Insignien zum Anfassen
15.00 Uhr in Bad Arolsen: Bleche voller Streuselkuchen, Kaffee und Kaltgetränke stehen bereit. Während die Gemeindemitglieder in Bad Arolsen noch ihre Plätze suchen, werden Erzbischof Dr. Udo Markus Bentz und Generalvikar Dr. Michael Bredeck vor dem Pfarrheim bereits freudig begrüßt. Auch Teresa Anderka und ihre Söhne blicken dem Besuch des Erzbischofs gespannt entgegen. Als sie diesen endlich erspähen können, sind die Kinder jedoch kurz irritiert: „Wo ist denn ihr Bischofsstab?“, fragen sie kritisch nach. Stimmt, zu einem echten Erzbischof gehört auch der Bischofsstab. Sogleich wird überprüft, ob sich die Insignie nicht noch im Gepäck des Bischofs versteckt.
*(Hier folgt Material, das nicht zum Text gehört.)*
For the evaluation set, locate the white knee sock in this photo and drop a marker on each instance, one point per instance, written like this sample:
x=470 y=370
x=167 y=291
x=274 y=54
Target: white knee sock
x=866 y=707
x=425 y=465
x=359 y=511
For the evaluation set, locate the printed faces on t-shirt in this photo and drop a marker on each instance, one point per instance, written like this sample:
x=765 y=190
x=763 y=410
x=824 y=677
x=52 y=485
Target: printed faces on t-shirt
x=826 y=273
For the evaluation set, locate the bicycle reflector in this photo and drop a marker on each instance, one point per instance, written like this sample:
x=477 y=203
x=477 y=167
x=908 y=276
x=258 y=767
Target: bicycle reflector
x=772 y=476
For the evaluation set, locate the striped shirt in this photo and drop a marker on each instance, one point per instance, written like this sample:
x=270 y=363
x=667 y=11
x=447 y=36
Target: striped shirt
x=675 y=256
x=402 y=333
Während Erzbischof Dr. Udo Markus Bentz dann offiziell in Empfang genommen wird, verbreitet sich im Hintergrund Erleichterung unter den jüngsten Besuchern: Der Bischofsstab ist da und darf sogar von den Kleinsten selbst getragen werden, bevor er seinem Besitzer, Erzbischof Dr. Udo Markus Bentz, übergeben wird. 16.00 Uhr – eine weitere kirchliche Zeremonie steht auf dem Programm. Die Vesper in der Pfarrkirche St. Johannes Baptist. Für diese hat sich der örtliche Organist eine besondere Überraschung einfallen lassen, die den neuen Paderborner Erzbischof zugleich auf die Probe stellt. Sobald der letzte Ton verklungen ist, stellt Diakon Michael Thamm die entscheidende Frage: „Haben Sie ihn erkannt? Das war der Libori-Tusch.“ Erzbischof Dr. Udo Markus Bentz lacht nickend.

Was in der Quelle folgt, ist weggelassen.